Wer heute durch die Straßen von Punta Arenas läuft, wird kaum jemanden treffen, dessen Aussehen auf indianische Herkunft schließen läßt. Die Alakaluf und Tehuelche aus dem Süden Chiles wurden Opfer der weißen Siedler – und Opfer der Mönche, die sie retten wollten. Die Salesianer zeigen heute in ihrem Museum neben der weltgrößten Mottenkugelsammlung, den Lämmern mit zwei Köpfen, wurmstichigen Guanacos und glanzlosen Albatrossen eines der widerlichsten Fotos, das ich kenne. Drei Männer in Räuberzivil auf der Jagd. Einer hält Ausschau, zwei haben die Waffe im Anschlag. Auf dem Boden liegt die bisherige Strecke: ein nackter Ona-Indianer, der nutzlose Bogen neben ihm. Eine Reproduktion des Fotos gibt es im benachbarten Andenkenladen als Postkarte. Noch um die Jahrhundertwende zahlten die Schafzüchter ein Pfund Sterling Kopfgeld für jeden getöteten Indianer. Der Staat Chile lockte mit leerem Land tatkräftige Fremde an. Richtig leer war das Land für die Schafzüchter erst, als keine Indianer mehr Jagd auf diese unbeweglichen Guanacos machten. Auch der Mönchsorden der Salesianer zahlte ein Kopfgeld – für lebende Indianer. Die ursprünglich auf Feuerland oder in gebrechlichen Kanus auf dem Meer lebenden Nomaden mußten in enge Baracken ziehen, die Frauen Sticken und andere Handarbeiten lernen. Doch immer wieder brachen tödliche Epidemien aus – oft eingeschleppt durch Kleiderspenden aus Europa. Jetzt leben höchstens noch an die hundert Tehuelche, Ona, Yaghan und Alakaluf in Patagonien und auf Feuerland.

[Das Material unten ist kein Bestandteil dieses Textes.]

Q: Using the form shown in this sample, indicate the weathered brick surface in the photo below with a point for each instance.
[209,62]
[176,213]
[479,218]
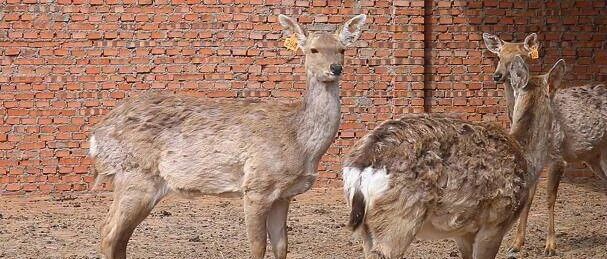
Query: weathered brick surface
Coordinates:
[66,63]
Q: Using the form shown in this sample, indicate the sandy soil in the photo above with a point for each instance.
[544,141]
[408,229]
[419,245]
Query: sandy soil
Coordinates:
[67,227]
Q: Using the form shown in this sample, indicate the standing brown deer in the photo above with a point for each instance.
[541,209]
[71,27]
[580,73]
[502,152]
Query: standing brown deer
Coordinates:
[267,153]
[579,129]
[434,177]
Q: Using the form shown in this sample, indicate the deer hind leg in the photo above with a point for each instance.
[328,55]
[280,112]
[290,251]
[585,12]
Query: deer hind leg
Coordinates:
[257,208]
[599,166]
[465,245]
[134,198]
[403,229]
[487,242]
[519,239]
[554,178]
[367,240]
[277,227]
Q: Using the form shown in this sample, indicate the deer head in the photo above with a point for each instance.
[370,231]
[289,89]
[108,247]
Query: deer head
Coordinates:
[324,51]
[532,95]
[507,51]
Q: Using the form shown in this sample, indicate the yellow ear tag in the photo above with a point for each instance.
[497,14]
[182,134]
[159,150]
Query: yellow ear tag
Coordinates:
[534,53]
[291,43]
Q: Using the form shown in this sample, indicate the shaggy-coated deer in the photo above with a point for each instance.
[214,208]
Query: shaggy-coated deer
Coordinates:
[579,128]
[267,153]
[433,177]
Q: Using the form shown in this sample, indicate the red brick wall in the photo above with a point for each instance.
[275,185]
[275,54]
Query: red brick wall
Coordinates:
[65,64]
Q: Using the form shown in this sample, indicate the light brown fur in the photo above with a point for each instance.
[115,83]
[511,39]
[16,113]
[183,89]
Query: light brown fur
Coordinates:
[447,178]
[153,145]
[579,130]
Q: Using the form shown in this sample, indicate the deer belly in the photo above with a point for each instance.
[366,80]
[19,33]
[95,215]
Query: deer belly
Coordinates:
[218,174]
[447,226]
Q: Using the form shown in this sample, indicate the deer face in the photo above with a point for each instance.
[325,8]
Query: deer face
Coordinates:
[532,95]
[325,51]
[506,51]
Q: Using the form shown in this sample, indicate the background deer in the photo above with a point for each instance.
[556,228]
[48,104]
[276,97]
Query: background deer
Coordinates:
[433,177]
[579,130]
[154,145]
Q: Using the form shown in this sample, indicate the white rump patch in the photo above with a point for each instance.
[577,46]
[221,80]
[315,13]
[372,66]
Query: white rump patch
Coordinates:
[371,182]
[92,147]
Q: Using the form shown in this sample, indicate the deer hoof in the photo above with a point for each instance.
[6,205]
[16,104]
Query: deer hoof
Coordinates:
[549,251]
[512,253]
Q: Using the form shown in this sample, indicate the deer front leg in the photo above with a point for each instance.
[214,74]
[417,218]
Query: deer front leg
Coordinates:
[256,210]
[519,239]
[554,178]
[277,227]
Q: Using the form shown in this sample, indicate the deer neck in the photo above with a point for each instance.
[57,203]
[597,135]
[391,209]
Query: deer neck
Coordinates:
[318,118]
[537,140]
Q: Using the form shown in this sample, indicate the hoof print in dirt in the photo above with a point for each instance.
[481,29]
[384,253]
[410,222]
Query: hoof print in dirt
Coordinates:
[195,239]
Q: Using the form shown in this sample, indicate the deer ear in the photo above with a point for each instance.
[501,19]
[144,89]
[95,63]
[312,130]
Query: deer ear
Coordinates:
[350,31]
[555,76]
[519,73]
[531,42]
[293,27]
[493,43]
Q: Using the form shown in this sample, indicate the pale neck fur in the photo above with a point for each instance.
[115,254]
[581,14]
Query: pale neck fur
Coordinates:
[318,118]
[536,141]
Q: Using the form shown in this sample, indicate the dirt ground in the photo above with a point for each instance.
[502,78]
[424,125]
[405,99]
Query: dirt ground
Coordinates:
[67,227]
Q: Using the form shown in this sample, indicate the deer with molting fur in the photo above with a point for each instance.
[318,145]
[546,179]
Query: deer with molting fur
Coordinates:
[267,153]
[579,130]
[433,177]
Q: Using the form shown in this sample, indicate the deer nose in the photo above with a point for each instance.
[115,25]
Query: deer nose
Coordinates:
[497,77]
[336,69]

Damals war die Magellanstraße ein unersetzlicher Seeweg zwischen Atlantik und Pazifik. Punta Arenas boomte, der Hafen lag ständig voller Schiffe. In Kühlhäusern lagerten Tonnen von Schaffleisch. Der Wollhandel machte die wenigen Familien reich, die das Land unter sich aufgeteilt hatten. Das waren die Brauns (vor den Pogromen aus Litauen geflüchtete Juden), die Menéndez aus Asturien oder die Nachfahren des portugiesischen Wal- und Robbenfängers José Noguiera. Um die Plaza de Armas setzten sich die Wollbarone ihre Denkmäler. Gründerzeitvillen, die heute vor allem der chilenischen Armee als Offiziersclub dienen. Der Palacio Mauricio Braun ist heute ein Museum.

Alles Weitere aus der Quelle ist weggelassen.